35. The non-human transgenic animal of any one of claims 32 to 34, wherein said nucleic acid molecule is expressed under the control of the α-myosin heavy chain (αMHC) promoter.

36. The non-human transgenic animal of any one of claims 32 to 35, comprising the nucleic acid construct as depicted in Fig. 12.

37. A nucleic acid construct comprising a nucleic acid molecule encoding a polypeptide as defined in claim 1 or 2 or a nucleic acid molecule according to claim 27 and a promoter as defined in any one of claims 33 to 35.

38. A nucleic acid construct as depicted in Fig. 12.

39. A vector comprising the nucleic acid construct of claim 37 or 38.

40. A host cell comprising the nucleic acid construct of claim 37 or 38 or the vector of claim 39.

41. The host cell of claim 40, which is an embryonic stem cell.

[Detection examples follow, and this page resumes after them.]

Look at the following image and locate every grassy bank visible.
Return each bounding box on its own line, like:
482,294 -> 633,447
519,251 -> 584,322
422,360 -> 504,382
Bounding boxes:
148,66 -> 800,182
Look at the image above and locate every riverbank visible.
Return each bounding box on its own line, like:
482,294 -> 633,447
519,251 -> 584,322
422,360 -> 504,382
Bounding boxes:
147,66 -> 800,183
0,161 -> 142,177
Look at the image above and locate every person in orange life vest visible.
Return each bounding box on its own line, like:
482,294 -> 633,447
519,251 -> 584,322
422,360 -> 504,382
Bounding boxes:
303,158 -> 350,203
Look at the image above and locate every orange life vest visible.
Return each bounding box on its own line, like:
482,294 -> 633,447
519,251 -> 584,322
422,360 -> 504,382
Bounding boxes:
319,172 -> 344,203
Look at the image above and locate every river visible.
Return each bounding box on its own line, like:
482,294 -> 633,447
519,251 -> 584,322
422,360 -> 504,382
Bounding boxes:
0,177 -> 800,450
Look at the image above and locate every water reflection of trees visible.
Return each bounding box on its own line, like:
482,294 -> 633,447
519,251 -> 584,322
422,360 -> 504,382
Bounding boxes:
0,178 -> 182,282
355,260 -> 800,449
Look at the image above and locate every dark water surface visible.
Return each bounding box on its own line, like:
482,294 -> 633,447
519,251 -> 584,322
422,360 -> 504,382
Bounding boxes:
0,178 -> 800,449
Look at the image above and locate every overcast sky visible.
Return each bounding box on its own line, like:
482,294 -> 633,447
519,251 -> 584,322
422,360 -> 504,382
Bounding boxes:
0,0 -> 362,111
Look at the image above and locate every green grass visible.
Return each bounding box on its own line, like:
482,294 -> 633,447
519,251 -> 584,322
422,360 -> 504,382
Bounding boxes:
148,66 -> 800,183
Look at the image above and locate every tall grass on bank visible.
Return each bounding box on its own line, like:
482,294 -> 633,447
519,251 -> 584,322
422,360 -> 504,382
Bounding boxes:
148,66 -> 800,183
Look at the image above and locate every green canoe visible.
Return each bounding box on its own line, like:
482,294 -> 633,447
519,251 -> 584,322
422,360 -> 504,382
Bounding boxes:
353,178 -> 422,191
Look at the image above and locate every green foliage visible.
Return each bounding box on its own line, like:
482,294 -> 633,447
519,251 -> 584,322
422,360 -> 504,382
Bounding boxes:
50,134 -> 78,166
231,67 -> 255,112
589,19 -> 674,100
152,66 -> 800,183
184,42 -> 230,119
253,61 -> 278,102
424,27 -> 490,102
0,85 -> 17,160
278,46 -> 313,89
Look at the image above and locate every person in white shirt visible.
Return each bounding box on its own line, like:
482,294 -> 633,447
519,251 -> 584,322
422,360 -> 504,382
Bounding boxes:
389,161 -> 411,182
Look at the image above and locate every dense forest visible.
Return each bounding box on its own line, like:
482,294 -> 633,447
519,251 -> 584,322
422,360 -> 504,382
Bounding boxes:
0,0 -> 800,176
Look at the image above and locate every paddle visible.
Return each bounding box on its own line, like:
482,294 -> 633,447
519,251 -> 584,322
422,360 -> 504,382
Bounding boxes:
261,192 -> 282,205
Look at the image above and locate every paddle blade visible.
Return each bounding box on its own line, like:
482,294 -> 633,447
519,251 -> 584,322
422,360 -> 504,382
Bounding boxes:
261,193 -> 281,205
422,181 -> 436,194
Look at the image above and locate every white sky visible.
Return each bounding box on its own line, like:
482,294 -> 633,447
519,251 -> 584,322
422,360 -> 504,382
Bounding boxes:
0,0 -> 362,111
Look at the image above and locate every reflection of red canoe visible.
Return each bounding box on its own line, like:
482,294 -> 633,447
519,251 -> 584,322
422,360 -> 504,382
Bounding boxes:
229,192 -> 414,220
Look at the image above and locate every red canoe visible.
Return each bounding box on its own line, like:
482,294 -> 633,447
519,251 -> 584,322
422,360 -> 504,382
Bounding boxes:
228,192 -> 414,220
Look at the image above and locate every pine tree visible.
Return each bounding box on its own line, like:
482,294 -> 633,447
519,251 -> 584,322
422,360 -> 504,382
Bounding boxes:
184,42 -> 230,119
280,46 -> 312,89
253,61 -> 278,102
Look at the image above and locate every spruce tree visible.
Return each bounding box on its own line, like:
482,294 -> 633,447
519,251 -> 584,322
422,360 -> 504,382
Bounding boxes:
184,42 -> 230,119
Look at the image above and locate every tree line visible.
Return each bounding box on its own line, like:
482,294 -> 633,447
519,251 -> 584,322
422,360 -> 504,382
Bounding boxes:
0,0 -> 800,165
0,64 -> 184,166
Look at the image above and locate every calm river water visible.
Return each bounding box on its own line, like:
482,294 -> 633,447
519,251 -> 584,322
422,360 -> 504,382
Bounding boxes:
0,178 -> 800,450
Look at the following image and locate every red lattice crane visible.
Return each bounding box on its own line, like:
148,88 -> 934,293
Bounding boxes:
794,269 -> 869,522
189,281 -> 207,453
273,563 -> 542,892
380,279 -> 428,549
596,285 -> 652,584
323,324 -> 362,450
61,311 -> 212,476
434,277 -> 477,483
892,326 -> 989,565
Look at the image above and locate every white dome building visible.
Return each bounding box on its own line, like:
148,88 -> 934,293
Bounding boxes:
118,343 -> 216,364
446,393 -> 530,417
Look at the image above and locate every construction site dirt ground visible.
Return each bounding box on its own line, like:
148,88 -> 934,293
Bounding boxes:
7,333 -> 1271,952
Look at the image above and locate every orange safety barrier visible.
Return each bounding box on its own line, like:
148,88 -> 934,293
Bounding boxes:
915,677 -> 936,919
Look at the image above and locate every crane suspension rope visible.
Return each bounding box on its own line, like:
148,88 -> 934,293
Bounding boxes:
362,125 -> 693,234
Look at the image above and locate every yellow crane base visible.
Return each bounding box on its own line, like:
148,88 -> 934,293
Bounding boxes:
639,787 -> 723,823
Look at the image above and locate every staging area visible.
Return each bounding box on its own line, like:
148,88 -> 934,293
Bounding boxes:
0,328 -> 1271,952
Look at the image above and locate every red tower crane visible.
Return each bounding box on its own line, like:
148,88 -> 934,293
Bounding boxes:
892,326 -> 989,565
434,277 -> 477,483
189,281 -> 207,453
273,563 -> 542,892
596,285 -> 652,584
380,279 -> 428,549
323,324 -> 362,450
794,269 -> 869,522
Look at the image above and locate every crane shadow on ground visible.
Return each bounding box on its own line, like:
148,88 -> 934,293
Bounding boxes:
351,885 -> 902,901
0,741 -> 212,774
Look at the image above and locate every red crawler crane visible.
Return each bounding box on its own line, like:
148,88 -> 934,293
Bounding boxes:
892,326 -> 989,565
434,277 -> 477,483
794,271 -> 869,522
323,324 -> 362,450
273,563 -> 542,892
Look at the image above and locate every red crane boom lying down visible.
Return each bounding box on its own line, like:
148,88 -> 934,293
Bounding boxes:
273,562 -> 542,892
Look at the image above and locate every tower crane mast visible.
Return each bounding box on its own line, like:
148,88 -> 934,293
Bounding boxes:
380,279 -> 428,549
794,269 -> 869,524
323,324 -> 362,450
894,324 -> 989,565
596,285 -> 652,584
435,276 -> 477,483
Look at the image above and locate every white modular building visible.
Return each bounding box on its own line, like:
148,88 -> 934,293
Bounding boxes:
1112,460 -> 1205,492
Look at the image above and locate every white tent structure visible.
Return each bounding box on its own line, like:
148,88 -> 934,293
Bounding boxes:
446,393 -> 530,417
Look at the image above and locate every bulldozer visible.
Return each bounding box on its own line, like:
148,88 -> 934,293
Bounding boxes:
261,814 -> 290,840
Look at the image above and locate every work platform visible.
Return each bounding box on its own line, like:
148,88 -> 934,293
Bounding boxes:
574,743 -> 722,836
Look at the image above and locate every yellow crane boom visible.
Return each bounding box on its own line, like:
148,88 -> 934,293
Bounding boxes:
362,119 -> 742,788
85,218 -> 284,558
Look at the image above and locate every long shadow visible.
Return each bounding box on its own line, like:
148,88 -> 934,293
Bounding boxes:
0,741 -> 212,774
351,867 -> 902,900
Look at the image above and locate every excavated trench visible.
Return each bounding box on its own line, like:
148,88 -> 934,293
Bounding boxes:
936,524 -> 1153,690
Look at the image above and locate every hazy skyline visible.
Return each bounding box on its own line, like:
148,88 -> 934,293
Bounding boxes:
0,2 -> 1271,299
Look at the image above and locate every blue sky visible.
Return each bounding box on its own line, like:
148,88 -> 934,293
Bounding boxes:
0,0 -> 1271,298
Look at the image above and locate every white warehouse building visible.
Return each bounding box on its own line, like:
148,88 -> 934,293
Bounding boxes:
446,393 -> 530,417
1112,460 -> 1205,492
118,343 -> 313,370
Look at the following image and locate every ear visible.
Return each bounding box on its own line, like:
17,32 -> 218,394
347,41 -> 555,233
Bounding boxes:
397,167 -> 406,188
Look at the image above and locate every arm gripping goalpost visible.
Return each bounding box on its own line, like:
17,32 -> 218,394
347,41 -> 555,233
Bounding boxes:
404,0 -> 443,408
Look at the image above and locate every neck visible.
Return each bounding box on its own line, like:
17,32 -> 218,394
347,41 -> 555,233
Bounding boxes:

42. The host cell of claim 40 or 41 , which is a mouse embryonic stem cell.

43. Use of the transgenic animal of any one of claims 32 to 36 for the screening and/or validation of medicaments.

44. The use of claim 43, wherein said medicaments are for the treatment or prevention of hypertrophy or a heart disease as defined in any one of the preceding claims.